As regards the right to strike, in Humpert & Others v. Germany (14 December 2023), the issue arose in a case involving teachers in State schools in Germany (civil servants in this instance). They had been penalised as a result of a strike. There had been no violation of the right of assembly (Art.11 of the European Convention). It is not compatible with the right to strike inasmuch as this is in order to ensure a stable public education system.
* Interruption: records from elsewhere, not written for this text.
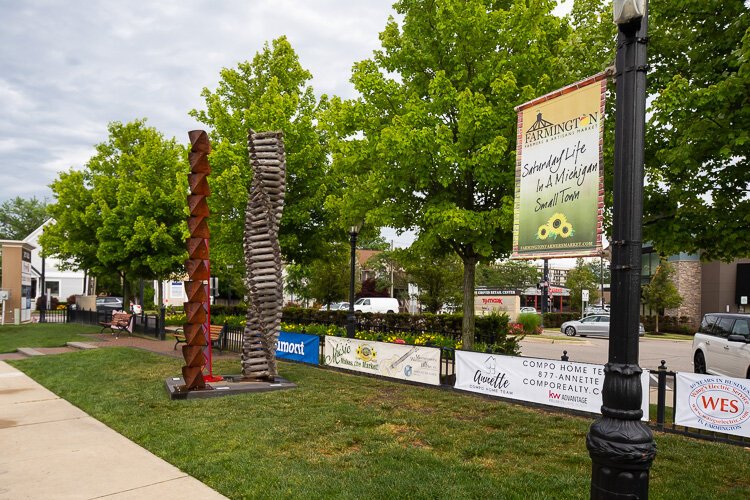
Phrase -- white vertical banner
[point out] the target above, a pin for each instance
(713, 403)
(565, 384)
(405, 362)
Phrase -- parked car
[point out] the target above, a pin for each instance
(595, 325)
(722, 345)
(113, 303)
(376, 304)
(596, 310)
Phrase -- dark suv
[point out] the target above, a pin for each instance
(722, 345)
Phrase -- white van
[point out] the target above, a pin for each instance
(376, 304)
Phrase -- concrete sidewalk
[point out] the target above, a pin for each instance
(51, 449)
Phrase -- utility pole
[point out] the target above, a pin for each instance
(620, 444)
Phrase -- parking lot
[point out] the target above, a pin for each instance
(676, 353)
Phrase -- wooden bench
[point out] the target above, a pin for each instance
(217, 333)
(120, 322)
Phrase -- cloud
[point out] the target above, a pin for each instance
(70, 68)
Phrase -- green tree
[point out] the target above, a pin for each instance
(507, 274)
(297, 282)
(661, 292)
(126, 210)
(438, 278)
(269, 93)
(581, 278)
(698, 136)
(19, 217)
(430, 144)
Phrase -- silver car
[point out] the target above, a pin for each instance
(595, 325)
(722, 345)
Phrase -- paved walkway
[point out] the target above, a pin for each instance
(51, 449)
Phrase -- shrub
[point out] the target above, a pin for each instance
(41, 302)
(531, 323)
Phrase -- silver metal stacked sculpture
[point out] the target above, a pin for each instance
(263, 255)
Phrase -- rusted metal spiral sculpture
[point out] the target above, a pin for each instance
(197, 265)
(263, 255)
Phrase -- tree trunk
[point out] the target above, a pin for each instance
(467, 328)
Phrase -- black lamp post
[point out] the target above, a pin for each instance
(351, 321)
(621, 446)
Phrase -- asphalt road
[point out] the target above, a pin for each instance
(676, 353)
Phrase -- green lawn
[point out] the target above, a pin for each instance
(42, 335)
(347, 436)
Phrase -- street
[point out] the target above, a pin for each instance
(676, 353)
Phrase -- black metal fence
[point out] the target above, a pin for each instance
(146, 324)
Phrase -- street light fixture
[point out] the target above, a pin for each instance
(625, 11)
(350, 318)
(620, 444)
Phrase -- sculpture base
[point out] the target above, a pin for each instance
(230, 386)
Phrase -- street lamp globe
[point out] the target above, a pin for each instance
(625, 11)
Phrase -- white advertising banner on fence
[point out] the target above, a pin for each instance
(575, 386)
(713, 403)
(406, 362)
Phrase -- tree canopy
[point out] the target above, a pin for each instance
(430, 143)
(661, 293)
(126, 210)
(19, 217)
(698, 142)
(269, 93)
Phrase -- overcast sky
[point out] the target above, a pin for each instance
(69, 68)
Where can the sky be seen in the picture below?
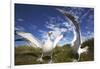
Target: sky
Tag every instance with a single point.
(40, 19)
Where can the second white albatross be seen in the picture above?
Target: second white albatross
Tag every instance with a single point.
(47, 47)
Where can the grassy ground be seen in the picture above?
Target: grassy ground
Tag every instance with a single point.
(25, 55)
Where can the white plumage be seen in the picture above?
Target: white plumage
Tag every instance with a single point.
(76, 42)
(47, 47)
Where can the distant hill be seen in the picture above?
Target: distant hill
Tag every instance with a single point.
(28, 55)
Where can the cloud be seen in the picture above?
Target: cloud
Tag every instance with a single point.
(20, 19)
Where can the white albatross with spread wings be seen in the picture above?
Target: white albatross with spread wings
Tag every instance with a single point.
(47, 47)
(76, 42)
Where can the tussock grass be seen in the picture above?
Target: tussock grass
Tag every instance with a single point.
(25, 55)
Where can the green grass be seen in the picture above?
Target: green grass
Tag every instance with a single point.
(25, 55)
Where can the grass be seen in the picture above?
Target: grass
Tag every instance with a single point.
(25, 55)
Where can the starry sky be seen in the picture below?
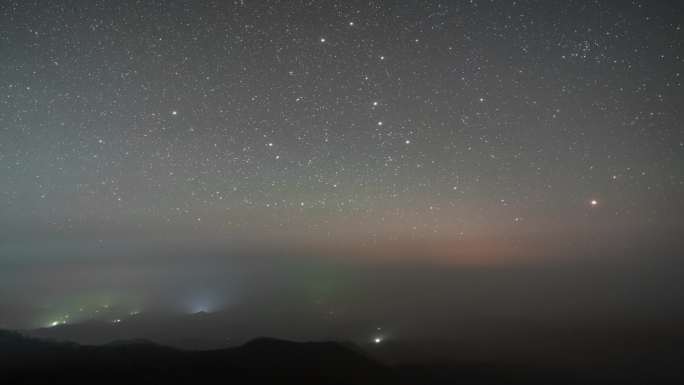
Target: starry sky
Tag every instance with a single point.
(194, 155)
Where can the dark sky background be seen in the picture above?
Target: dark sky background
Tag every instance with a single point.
(395, 164)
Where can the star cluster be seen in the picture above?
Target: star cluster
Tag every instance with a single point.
(357, 121)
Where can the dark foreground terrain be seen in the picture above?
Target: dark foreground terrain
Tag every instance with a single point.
(28, 360)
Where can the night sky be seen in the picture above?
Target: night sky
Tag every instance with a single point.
(358, 159)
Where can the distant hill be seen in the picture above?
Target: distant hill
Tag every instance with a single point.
(25, 360)
(31, 360)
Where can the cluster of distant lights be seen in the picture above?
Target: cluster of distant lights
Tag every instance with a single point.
(63, 320)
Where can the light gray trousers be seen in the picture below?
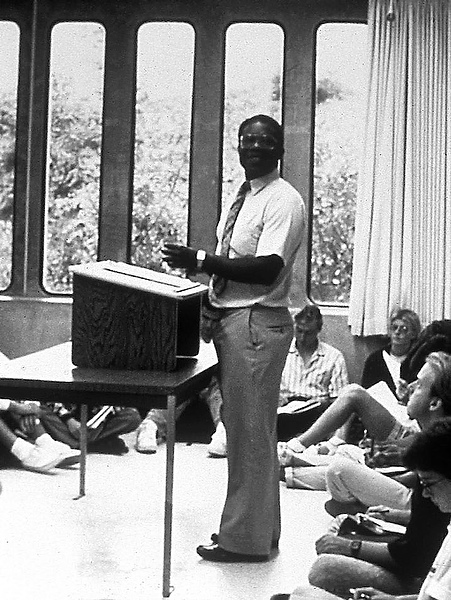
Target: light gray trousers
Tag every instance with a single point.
(252, 345)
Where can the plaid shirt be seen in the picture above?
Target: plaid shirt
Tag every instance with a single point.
(321, 378)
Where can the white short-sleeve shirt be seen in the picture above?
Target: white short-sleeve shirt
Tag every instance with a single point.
(271, 221)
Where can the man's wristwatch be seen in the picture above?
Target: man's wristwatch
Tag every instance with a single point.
(201, 255)
(355, 547)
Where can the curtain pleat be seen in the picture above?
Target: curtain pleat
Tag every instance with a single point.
(403, 229)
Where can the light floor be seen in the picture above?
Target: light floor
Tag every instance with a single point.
(109, 544)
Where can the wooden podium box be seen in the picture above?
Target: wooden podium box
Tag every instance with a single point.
(129, 317)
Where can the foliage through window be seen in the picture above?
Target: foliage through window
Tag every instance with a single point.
(162, 140)
(9, 64)
(253, 85)
(75, 129)
(339, 128)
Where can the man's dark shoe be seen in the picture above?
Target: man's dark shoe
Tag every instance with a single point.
(112, 445)
(215, 539)
(215, 553)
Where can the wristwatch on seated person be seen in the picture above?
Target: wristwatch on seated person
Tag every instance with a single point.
(201, 255)
(355, 547)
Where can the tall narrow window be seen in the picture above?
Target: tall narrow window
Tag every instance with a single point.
(253, 85)
(75, 127)
(9, 64)
(165, 65)
(341, 85)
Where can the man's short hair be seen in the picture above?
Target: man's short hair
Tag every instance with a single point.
(440, 362)
(310, 313)
(409, 316)
(275, 127)
(430, 449)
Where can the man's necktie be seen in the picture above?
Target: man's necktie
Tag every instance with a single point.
(219, 283)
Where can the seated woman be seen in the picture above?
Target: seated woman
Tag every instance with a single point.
(404, 328)
(429, 455)
(388, 363)
(44, 453)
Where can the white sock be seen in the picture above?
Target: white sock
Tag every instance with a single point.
(43, 440)
(21, 449)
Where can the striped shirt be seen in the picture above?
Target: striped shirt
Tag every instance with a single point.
(321, 378)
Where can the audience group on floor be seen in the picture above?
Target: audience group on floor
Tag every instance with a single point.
(382, 449)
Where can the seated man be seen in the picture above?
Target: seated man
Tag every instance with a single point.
(429, 455)
(44, 453)
(314, 372)
(107, 423)
(396, 566)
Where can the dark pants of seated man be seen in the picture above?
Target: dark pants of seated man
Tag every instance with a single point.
(122, 421)
(290, 425)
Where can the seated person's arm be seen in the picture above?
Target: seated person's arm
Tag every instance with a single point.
(408, 479)
(392, 515)
(20, 408)
(373, 552)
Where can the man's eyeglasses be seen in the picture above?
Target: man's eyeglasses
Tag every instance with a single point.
(267, 142)
(428, 485)
(400, 328)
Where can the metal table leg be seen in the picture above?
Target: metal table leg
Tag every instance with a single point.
(170, 443)
(83, 449)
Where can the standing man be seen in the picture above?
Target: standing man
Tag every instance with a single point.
(258, 235)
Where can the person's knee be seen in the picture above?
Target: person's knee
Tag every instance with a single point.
(326, 572)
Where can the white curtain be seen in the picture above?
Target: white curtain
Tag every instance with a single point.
(402, 254)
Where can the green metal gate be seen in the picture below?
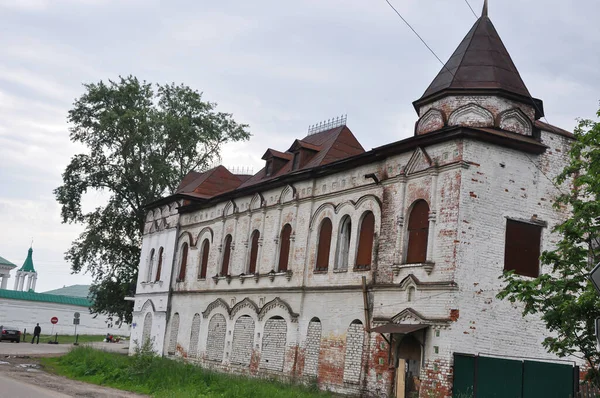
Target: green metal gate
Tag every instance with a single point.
(492, 377)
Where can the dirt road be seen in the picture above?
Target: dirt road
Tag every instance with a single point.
(24, 378)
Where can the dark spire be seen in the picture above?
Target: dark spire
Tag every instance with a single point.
(480, 63)
(28, 264)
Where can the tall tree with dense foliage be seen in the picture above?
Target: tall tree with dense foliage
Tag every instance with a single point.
(565, 298)
(139, 141)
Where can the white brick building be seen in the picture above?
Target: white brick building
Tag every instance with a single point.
(268, 270)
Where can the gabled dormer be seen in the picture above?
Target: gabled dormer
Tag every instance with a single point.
(275, 161)
(302, 153)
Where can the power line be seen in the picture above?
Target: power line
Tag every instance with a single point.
(460, 82)
(414, 31)
(467, 1)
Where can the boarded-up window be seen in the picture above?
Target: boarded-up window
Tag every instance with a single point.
(173, 336)
(343, 247)
(147, 330)
(522, 250)
(183, 264)
(253, 252)
(194, 336)
(418, 231)
(226, 256)
(159, 268)
(284, 247)
(150, 266)
(365, 241)
(204, 259)
(354, 349)
(324, 246)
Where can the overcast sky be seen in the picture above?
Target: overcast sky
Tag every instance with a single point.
(276, 65)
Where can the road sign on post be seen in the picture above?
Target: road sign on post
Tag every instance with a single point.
(595, 277)
(598, 331)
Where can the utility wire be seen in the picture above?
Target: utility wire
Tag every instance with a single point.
(458, 80)
(467, 1)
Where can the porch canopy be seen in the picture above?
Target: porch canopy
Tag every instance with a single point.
(399, 328)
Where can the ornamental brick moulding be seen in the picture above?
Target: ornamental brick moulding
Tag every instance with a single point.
(214, 305)
(515, 120)
(471, 115)
(277, 303)
(432, 120)
(244, 304)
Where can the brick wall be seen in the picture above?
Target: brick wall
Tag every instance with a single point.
(194, 336)
(243, 340)
(313, 346)
(274, 342)
(215, 340)
(354, 351)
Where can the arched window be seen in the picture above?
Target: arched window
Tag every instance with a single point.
(324, 245)
(150, 266)
(253, 251)
(284, 247)
(343, 248)
(159, 268)
(365, 241)
(204, 259)
(226, 256)
(183, 265)
(418, 230)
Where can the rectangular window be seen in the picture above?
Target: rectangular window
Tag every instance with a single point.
(522, 249)
(296, 163)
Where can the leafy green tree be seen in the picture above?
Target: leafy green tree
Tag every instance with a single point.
(139, 141)
(565, 298)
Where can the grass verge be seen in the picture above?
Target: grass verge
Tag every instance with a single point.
(161, 377)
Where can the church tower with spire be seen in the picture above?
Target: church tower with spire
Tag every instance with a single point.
(26, 277)
(479, 87)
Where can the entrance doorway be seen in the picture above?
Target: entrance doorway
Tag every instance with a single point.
(408, 366)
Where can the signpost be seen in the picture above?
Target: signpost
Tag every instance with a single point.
(54, 321)
(76, 322)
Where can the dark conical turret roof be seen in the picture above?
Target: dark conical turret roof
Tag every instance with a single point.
(28, 264)
(481, 62)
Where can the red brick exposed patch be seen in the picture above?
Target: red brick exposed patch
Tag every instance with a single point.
(331, 361)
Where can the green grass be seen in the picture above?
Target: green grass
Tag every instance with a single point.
(161, 377)
(67, 339)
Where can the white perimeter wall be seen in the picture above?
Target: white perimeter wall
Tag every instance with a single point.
(25, 314)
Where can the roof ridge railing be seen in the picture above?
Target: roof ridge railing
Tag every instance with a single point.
(328, 124)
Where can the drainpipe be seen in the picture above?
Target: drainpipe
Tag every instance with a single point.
(170, 294)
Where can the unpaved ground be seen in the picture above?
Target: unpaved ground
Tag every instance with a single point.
(27, 370)
(24, 348)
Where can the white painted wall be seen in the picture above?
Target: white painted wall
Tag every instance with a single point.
(25, 314)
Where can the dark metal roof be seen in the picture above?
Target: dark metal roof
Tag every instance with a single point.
(399, 328)
(481, 62)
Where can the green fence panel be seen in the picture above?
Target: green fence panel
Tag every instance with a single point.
(498, 378)
(464, 376)
(547, 380)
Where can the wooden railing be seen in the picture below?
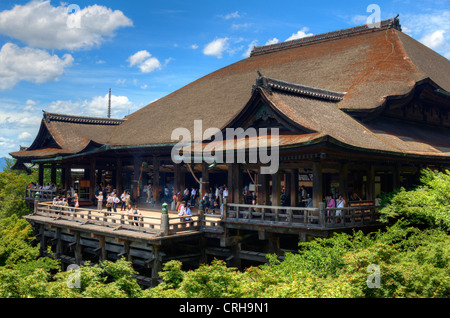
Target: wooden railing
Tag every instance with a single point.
(44, 195)
(301, 216)
(119, 220)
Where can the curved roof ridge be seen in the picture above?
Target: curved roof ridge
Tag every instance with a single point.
(271, 83)
(385, 24)
(82, 119)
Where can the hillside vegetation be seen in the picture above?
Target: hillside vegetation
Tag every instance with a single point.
(409, 258)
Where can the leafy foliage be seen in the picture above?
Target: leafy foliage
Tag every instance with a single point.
(427, 206)
(412, 254)
(12, 190)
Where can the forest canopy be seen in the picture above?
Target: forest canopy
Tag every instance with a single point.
(409, 258)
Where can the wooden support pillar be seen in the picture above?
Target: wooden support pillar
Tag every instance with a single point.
(238, 183)
(317, 184)
(102, 245)
(43, 245)
(396, 180)
(126, 250)
(63, 177)
(58, 251)
(276, 189)
(370, 183)
(177, 177)
(293, 187)
(156, 268)
(205, 179)
(78, 249)
(67, 176)
(53, 174)
(156, 165)
(263, 189)
(136, 184)
(41, 174)
(92, 180)
(235, 183)
(343, 181)
(119, 185)
(273, 244)
(230, 184)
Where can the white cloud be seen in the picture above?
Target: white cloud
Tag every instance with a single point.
(432, 29)
(25, 136)
(6, 143)
(232, 15)
(98, 106)
(28, 64)
(272, 41)
(300, 34)
(241, 26)
(144, 61)
(249, 49)
(18, 119)
(39, 24)
(216, 47)
(434, 40)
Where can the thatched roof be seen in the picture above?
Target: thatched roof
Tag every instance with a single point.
(367, 65)
(322, 84)
(67, 134)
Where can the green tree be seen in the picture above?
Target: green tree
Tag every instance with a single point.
(426, 206)
(12, 191)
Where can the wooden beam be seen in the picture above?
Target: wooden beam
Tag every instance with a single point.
(293, 187)
(343, 181)
(92, 168)
(156, 166)
(205, 179)
(276, 188)
(317, 184)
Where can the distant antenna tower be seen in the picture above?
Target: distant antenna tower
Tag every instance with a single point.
(109, 104)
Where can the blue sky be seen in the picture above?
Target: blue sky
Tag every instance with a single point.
(143, 50)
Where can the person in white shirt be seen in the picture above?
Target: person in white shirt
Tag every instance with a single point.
(123, 198)
(99, 198)
(193, 196)
(225, 195)
(187, 213)
(181, 210)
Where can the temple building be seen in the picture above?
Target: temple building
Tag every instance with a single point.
(358, 110)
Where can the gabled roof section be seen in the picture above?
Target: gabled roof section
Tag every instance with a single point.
(68, 134)
(270, 84)
(386, 24)
(52, 117)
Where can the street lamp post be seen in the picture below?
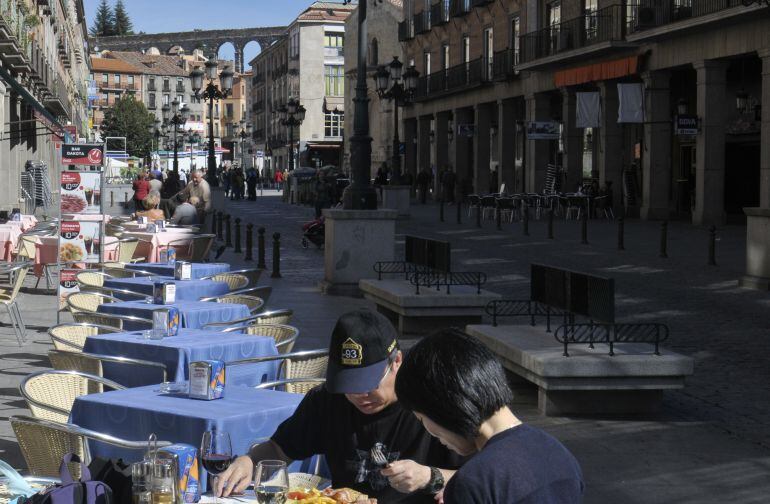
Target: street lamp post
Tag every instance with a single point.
(177, 120)
(291, 115)
(390, 87)
(211, 93)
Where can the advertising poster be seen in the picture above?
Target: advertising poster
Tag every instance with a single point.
(81, 193)
(79, 242)
(68, 284)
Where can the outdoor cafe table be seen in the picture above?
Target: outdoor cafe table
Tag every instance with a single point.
(186, 290)
(245, 413)
(194, 314)
(176, 353)
(199, 270)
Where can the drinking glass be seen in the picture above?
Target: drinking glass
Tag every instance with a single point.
(271, 482)
(216, 454)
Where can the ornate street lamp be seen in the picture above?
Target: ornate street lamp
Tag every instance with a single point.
(175, 117)
(291, 115)
(211, 93)
(391, 85)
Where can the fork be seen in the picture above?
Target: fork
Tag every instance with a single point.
(377, 456)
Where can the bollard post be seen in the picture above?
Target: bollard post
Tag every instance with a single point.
(228, 232)
(550, 223)
(249, 242)
(276, 256)
(237, 236)
(525, 221)
(261, 248)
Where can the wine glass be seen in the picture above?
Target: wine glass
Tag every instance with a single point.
(271, 482)
(216, 454)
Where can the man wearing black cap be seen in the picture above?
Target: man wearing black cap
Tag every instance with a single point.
(352, 417)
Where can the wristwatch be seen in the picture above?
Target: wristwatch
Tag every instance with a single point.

A different opinion, in this instance a dissenting one, suggested that the absolute prohibition of the right in question, rather than a simple limitation, in any way eliminates the particular right in question in itself—automatically violating Art.11 §1.
GDPR & Automated Decision Making
In the CJEU judgment of C-203/22, the extent of Article 15(1)(h) of the GDPR in relation to the rights of customers over automatic decision-making algorithms was ascertained. A customer had been refused a mobile phone contract based on a negative, automatic financial assessment. It was held that a data subject had a "right to meaningful information about the logic involved." This means that the firm must give a sufficient reason that explains the process employed, the factors considered, as well as the weight afforded to those considerations.
To reconcile the customer’s rights of access with the firm’s need to safeguard trade secrets, the Court introduced a practical innovation. In instances where a dispute arises, the sensitive information is disclosed to a third party, a competent supervisory authority, or a court of law. This third party assesses the competing interests that arise in matters of proportionality to ensure that a balance between those competing interests is struck where the customer is granted access, leaving the firm’s trade secrets confidential.